Je suis retourné voir l’infirmière, elle m’a dit qu’avant le soir il ne se passerait rien. Elle a été mise en coma contrôlé, et il fallait dix-huit à dix-neuf heures au moins avant de pouvoir en dire davantage. J’étais suffisamment renseigné pour savoir quoi faire. Elle m’a donné le numéro direct de leur local.

Port-des-Barques

— Morgane, on va aller chez moi, ne t’inquiète pas et tu pourras dormir jusqu’à la fin d’après-midi, nous reviendrons ici avant sept heures ce soir. Je téléphonerai avant si tu veux.

— D’accord.
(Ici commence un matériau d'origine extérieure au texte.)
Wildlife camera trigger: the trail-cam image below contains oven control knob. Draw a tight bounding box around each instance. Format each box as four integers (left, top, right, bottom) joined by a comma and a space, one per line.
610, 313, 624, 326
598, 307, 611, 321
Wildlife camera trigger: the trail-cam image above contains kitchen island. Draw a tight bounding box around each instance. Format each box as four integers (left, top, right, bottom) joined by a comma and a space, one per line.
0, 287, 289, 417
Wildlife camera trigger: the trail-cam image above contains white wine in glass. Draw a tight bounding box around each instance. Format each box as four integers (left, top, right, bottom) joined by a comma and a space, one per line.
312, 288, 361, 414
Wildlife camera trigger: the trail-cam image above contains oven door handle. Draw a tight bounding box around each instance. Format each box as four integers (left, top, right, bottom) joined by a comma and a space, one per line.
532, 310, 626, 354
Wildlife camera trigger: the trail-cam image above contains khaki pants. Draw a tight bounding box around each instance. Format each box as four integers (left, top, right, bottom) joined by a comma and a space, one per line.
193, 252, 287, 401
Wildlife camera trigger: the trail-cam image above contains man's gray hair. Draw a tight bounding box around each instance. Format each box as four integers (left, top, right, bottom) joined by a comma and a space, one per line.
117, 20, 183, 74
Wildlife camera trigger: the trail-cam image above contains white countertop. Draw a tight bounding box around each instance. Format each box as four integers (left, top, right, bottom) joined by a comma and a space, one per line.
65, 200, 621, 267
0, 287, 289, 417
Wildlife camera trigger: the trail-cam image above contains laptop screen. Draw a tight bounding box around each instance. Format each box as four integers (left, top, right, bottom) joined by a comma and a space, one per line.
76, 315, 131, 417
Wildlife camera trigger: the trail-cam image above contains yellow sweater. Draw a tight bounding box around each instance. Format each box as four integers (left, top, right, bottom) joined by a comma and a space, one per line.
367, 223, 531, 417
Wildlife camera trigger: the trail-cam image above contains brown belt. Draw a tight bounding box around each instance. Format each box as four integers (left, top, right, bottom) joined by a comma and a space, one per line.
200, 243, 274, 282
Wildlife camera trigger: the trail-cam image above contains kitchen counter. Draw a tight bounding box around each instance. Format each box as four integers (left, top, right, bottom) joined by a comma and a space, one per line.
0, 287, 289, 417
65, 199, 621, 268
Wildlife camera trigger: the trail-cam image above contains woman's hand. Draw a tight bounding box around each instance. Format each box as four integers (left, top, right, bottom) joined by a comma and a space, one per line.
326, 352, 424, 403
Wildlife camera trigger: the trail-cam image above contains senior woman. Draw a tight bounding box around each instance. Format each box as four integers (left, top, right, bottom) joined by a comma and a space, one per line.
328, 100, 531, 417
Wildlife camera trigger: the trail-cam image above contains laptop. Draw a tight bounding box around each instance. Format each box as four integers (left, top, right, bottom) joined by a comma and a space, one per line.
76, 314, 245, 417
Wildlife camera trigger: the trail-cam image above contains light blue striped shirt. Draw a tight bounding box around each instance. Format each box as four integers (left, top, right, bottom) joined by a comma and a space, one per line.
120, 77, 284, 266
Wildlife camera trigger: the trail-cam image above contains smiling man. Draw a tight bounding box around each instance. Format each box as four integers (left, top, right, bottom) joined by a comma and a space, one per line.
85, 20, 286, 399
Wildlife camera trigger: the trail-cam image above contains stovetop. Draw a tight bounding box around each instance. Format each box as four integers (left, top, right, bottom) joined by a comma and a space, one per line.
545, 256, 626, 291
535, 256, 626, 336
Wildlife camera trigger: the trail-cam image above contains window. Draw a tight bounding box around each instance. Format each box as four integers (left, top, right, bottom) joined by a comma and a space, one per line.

Je pourrais prendre une douche ?

— Oui bien sûr, j’ai aussi une collection de T-shirts, tu prendras dedans ce que tu veux.

— Quelle chance que tu sois là ! Dans des circonstances comme celle-là, rester seule c’est horrible. Je ne peux pas surmonter un truc pareil toute seule. Je ne sais même plus où on se trouve vraiment. Et je n’ai pas prévenu Papy et Mamie.

— Ils vous attendaient hier soir ?

— Non, plutôt aujourd’hui, dans l’après-midi.

— Tu les appelleras de chez moi.

Nous sommes rentrés chez moi, elle a dormi en voiture, je me suis demandé si d’autres personnes devaient être prévenues. Je l’ai réveillée, en ouvrant les yeux, elle a été très étonnée, la mer, le fleuve et l’estuaire d’un côté et la maison de l’autre.

— Tu habites ici ? C’est extraordinaire ce décor.

— Oui, c’est vrai, et il change tous les jours, la lumière, le vent, tout cela change, mais surtout l’heure des marées décalée d’une heure chaque jour. Pluie ou soleil, c’est l’endroit rêvé !

Il était six heures du matin, la nuit avait été longue.

— Est-ce que tu veux un café ou un thé, avec une petite chose à manger ? Ou bien aller dormir tout de suite ?

— Je ne sais pas quoi dire, j’ai l’impression de te mobiliser pour que tu sois à mon service…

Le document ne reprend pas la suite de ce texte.